(For Dena Dyer’s community writing project on cross-cultural experiences.)
I lived in Israel where pita and bread cost only a few coins, children really did call their dads “Abba,” conversation depth went well below the surface within seconds, the front of a book was with the spine on the right, and no one ate cold cereal for breakfast. Yet this culture shock was nothing compared to my first visit to my then-fiance’s hometown: Montrose, Colorado.
I grew up in Carson, California, in Los Angeles County. I often sum up my L.A. experience in one word: concrete. I went to 232nd Place Elementary School where the baseball diamond was asphalt and the bases, squares of white paint. (No sliding!) In my world then, strangers were dangerous until proven innocent, and real living happened at Del Amo Mall—at the time, the second biggest shopping mall in the world). To me, “Nature” was a television channel.
In the mid-1990s Montrose had a population of about 10,000. It was considered big and is still the second biggest city in Colorado’s Western Slope (the part of Colorado west of the Continental Divide). Charles drove me around town to see all the schools he attended. At one point we stopped at what looked to me like a red country house.
“This was Menoken-Colcreek Elementary School,” Charles explained. That house was his school. This means the man I was about to marry actually went to a red, two-room schoolhouse. I had heard of people like that, but I didn’t know they existed this side of Little House on the Prairie.
Traffic lights hung and swung freely from cables instead of being fixed to a huge metal arm extending over the street. We went to Wal-Mart and parked the car, and Charles left the car door unlocked. Inside the store, we actually ran into someone he knew.
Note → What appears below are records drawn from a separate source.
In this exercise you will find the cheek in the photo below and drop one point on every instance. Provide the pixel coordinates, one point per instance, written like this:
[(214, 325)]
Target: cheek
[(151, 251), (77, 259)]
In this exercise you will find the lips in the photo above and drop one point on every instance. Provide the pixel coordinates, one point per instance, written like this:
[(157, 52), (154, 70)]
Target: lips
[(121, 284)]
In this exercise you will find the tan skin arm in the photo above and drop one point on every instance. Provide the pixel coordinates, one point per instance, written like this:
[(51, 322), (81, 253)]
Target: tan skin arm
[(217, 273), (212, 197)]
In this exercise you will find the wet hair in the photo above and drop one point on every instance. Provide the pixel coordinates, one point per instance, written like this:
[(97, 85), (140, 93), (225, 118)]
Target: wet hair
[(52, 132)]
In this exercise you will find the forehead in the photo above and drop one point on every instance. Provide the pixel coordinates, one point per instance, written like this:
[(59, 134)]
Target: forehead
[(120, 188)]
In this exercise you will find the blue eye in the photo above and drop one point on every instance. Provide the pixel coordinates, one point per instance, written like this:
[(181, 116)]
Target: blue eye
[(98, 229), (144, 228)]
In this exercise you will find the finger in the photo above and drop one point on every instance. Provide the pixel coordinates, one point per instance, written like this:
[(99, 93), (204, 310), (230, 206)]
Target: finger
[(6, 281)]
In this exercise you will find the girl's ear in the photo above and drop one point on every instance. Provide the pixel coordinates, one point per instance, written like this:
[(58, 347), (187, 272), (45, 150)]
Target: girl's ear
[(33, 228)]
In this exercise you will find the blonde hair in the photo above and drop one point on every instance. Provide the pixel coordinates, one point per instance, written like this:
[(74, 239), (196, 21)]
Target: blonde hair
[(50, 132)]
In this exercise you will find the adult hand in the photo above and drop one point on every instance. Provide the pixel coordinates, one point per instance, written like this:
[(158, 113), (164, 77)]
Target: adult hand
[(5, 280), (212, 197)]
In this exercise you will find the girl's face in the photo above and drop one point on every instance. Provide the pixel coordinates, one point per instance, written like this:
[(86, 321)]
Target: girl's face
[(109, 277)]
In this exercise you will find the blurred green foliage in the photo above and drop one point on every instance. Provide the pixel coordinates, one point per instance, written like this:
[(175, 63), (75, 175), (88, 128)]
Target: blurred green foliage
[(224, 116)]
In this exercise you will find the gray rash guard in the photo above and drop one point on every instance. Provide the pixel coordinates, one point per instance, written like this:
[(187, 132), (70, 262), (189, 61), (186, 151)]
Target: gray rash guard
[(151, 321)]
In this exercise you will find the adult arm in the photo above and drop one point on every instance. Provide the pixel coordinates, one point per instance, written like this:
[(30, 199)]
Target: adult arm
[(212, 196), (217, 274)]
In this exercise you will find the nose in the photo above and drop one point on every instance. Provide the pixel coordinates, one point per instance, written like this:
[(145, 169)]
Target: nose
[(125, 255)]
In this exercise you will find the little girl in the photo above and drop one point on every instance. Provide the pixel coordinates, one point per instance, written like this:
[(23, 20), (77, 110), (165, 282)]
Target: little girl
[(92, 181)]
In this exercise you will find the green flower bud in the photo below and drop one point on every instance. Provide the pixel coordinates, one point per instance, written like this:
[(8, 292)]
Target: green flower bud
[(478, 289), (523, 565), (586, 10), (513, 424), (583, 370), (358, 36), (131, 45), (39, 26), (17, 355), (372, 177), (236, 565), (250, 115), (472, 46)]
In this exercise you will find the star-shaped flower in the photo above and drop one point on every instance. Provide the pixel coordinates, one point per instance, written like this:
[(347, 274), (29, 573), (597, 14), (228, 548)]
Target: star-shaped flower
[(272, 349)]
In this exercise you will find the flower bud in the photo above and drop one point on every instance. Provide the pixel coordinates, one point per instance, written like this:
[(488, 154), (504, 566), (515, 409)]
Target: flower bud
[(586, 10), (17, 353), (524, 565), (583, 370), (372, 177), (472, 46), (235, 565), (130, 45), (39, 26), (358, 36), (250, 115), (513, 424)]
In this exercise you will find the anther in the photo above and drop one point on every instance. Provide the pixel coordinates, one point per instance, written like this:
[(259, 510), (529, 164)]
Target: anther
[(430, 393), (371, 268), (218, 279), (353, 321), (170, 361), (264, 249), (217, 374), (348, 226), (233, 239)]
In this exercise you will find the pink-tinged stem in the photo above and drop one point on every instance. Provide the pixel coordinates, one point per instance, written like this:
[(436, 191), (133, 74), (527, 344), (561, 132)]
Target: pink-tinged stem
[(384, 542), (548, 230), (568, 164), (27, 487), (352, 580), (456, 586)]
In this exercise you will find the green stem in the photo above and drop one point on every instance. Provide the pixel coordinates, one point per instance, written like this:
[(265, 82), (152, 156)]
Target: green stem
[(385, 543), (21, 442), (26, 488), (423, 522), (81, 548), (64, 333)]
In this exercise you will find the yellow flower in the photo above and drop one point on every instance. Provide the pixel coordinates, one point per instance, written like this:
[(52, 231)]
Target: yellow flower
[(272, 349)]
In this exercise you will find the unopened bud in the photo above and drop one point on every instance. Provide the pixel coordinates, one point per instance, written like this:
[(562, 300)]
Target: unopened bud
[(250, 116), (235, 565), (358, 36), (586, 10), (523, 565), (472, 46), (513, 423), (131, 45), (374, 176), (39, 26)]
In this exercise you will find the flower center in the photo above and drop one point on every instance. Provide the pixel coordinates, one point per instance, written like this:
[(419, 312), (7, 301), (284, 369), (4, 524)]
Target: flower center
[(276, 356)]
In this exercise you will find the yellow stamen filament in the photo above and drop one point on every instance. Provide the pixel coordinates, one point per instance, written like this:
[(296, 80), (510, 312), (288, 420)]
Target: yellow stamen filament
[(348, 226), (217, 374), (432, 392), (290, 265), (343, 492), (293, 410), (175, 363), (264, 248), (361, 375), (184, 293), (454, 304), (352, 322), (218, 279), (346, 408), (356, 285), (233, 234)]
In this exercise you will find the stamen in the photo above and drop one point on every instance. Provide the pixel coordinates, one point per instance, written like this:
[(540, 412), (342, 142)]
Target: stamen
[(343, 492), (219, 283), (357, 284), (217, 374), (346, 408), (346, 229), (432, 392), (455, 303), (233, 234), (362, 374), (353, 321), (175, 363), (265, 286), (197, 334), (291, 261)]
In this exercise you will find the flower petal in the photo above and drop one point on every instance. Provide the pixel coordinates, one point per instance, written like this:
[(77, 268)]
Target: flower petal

I realized people around here probably borrow a cup of flour from the neighbor now and then. That kind of thing never happened in L.A. When a new neighbor, new to L.A., asked my mother, “Could I borrow some flour?” my mother stood a while at the door, confused. Then she went out to the backyard. My older sister, wondering why mom wasn’t getting the flour, went to the kitchen for it. My sister and mom arrived at the front door around the same time, facing each other. In my sister’s hands was the flour; in my mom’s, a flower in a pot. All three laughed, including the neighbor.
Back to Montrose. I dreaded having to get our marriage license; I anticipated a long wait in crowded lines at the County Courthouse, complicated and expensive parking, and at least half a day spent. Instead, parking was easy, and we were the only ones in line. At the counter I got yet another shock: the clerk said, “Hi, Charles!” She knew him. Not only that, she had known him since he was a boy. They talked pleasantly about our upcoming marriage and his parents while I—city girl in a small town—stood blinking in amazement.
Seventeen years later, I feel I’ve made some good adjustments. I not only smile at strangers but even start conversations with them. Just last week, I asked the librarian about the brace around her hand and wrist. I once gave a gift of homemade soap to a grocery store cashier named Linda, just because we were talking about lye (which my husband needed for a chemistry experiment but they didn’t sell at that store). I don’t fear my neighbors but even knock on their doors with a plate of cookies. And yes, I have borrowed sugar, eggs, and even a cup of flour.